O projeto do vereador Jean Volpato (PT) que cria a Farmácia Veterinária Popular, aprovado pela Câmara na sessão desta terça-feira, parece claramente inconstitucional, apesar de ter passado pela Procuradoria Jurídica da Câmara. Deverá ser vetado pelo prefeito Egidio Ferrari (PL). A proposta cria uma estrutura que exigirá investimentos da Prefeitura, e o Legislativo não pode fazer isso, apenas o Executivo, apesar do entendimento diferente do autor.

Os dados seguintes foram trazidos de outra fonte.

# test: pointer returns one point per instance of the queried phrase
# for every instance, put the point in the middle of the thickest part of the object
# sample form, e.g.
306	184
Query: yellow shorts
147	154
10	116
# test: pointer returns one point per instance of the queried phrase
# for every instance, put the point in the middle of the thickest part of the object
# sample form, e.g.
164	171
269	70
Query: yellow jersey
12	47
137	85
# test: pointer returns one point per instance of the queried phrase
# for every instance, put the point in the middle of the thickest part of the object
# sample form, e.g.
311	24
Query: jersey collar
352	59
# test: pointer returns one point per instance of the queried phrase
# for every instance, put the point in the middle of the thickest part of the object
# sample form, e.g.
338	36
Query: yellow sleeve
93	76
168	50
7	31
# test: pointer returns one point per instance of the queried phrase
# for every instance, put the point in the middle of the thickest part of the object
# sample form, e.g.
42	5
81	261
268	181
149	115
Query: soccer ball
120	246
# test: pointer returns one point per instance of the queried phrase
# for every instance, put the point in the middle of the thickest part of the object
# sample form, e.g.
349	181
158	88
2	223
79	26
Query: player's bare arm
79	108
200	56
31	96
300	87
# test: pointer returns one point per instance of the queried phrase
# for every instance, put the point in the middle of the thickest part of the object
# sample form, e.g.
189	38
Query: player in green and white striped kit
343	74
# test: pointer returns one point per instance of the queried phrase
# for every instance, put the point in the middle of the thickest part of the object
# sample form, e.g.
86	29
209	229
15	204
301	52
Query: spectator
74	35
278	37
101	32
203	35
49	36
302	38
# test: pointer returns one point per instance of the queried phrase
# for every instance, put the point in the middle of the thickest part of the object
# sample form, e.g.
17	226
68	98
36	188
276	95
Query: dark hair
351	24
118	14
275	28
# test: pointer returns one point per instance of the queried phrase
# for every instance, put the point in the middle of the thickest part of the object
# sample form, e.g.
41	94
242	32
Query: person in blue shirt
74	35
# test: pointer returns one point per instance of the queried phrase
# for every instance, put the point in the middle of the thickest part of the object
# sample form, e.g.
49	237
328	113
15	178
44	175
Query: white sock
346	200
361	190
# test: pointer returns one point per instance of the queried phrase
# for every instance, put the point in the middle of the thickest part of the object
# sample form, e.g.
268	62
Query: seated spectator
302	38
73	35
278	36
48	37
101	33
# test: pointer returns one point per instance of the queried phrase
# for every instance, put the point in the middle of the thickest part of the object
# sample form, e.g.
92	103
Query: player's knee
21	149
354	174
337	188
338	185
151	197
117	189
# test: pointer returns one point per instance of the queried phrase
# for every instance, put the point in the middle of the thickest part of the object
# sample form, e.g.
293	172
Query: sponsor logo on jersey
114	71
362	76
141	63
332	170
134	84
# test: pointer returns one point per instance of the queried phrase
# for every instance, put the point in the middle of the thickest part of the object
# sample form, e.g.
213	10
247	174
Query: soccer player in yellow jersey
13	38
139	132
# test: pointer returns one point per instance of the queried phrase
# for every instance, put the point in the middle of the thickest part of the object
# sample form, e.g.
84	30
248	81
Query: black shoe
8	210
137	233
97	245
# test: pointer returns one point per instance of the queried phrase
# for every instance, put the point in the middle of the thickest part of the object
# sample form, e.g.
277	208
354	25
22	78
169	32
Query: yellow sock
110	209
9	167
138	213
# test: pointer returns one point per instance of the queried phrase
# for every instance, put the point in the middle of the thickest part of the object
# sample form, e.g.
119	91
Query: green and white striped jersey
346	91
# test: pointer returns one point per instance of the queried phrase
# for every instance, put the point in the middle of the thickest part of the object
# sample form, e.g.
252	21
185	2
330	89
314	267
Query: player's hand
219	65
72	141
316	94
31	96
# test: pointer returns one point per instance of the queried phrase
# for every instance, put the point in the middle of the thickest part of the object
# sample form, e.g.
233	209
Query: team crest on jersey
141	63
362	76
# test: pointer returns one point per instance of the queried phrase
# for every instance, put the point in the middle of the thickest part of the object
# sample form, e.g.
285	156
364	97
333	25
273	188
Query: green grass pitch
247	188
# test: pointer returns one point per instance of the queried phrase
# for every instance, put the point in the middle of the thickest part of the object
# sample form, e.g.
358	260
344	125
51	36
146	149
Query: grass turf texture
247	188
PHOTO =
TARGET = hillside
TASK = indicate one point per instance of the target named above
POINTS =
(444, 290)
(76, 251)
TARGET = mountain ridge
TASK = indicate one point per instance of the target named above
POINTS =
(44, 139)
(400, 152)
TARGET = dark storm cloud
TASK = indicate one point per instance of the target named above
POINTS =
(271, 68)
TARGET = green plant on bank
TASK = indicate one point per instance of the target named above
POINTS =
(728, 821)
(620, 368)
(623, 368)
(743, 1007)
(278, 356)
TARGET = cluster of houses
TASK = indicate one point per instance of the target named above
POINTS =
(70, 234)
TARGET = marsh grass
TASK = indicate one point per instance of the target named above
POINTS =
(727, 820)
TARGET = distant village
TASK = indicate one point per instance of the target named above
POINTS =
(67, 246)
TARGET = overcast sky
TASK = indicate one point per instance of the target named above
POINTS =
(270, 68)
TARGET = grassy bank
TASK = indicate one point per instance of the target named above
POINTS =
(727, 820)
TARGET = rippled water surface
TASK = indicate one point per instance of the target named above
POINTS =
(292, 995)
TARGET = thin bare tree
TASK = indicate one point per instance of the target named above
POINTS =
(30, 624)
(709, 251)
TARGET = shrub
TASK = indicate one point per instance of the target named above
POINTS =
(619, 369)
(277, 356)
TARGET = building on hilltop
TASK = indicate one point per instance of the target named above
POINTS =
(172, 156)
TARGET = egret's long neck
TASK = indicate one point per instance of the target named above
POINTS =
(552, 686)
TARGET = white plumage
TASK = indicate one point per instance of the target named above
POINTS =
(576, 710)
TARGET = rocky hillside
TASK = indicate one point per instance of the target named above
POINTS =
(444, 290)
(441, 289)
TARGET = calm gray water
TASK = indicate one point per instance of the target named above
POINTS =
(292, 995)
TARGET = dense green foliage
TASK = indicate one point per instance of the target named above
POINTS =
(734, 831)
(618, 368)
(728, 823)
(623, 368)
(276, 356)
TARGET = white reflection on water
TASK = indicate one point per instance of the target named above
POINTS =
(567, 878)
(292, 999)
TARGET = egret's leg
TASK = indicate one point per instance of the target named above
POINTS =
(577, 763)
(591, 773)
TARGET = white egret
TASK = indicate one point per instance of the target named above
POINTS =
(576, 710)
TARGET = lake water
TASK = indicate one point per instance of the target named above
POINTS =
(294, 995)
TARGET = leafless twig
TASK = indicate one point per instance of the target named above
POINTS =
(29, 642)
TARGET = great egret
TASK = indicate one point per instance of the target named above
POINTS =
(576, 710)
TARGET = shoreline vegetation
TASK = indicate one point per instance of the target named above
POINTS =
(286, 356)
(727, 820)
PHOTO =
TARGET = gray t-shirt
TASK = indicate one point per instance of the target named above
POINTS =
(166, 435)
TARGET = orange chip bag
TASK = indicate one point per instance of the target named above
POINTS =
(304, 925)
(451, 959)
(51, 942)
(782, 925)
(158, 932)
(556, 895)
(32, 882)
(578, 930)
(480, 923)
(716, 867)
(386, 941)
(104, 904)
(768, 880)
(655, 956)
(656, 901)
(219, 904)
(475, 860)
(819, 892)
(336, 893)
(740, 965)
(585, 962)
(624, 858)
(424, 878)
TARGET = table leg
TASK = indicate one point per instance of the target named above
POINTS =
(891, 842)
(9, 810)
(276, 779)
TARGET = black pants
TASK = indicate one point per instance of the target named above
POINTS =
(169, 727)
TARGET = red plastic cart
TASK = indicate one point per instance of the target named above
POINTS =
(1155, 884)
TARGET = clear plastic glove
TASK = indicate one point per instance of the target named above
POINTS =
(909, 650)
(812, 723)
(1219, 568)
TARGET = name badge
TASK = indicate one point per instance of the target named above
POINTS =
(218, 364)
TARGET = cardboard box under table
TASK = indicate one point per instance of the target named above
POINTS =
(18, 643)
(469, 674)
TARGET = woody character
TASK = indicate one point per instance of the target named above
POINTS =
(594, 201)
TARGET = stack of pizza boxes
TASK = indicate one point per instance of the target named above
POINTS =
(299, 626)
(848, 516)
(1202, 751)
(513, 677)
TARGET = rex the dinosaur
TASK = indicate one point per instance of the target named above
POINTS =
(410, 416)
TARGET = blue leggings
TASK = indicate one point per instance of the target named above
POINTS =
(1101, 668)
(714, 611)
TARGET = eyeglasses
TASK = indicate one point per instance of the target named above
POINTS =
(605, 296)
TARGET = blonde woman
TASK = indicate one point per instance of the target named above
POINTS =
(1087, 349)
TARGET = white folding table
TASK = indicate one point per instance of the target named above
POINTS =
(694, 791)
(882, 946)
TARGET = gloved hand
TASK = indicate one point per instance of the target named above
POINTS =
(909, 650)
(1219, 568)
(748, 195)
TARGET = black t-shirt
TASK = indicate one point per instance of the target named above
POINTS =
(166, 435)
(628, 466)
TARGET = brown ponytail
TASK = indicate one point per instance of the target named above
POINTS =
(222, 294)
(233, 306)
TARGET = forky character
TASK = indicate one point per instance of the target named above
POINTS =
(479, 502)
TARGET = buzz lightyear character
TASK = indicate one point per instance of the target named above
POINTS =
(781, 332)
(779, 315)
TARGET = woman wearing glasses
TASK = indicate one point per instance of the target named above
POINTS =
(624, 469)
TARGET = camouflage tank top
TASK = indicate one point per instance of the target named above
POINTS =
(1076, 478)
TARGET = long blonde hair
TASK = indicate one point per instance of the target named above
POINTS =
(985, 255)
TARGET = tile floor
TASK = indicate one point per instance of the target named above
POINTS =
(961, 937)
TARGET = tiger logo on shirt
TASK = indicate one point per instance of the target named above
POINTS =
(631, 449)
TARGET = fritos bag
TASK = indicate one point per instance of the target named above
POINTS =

Não é sobre o projeto que o Informe quer tratar neste post, mas sim sobre a dicotomia que alguns vereadores querem fazer, como se cuidar da saúde animal batesse de frente com os cuidados para vidas humanas. Alguns discursos foram nesta linha, certamente impregnados pelas diferenças políticas, pelo fato do projeto ser de um vereador do PT.
O vereador Diego Nasato (Novo) disse que “é uma insanidade entregar produtos veterinários sem ter o que dizer para a população que me procura por conta da falta de medicamentos para as pessoas”, criticando a falta de medicamentos na rede. Disse que a responsabilidade por se ter um pet é dos tutores e quem não tem condições de cuidar tem que pensar duas vezes antes de adotar. Falou ainda de ruas de barro, falta de saneamento e problemas da cidade, defendendo outras prioridades. “Medicamento para pets não é uma prioridade”, bradou.
Ao manifestar o voto contrário, Bruno Win (Novo) lembrou que o cobertor é curto. “Se eu destino o dinheiro para medicamentos veterinários, eu não destino, por exemplo, para exames de ultrassom”, apresentando dados sobre o represamento destes atendimentos.
Flávio Linhares (PL) disse que era a “velha estratégia do PT, de colocar um contra o outro, a saúde humana contra a saúde animal”, argumento usado também pelo colega Bruno Win. Linhares disse que, sem recursos, não dá para fazer, usando o discurso de que Santa Catarina não recebe a contrapartida necessária da União, politizando muito o assunto.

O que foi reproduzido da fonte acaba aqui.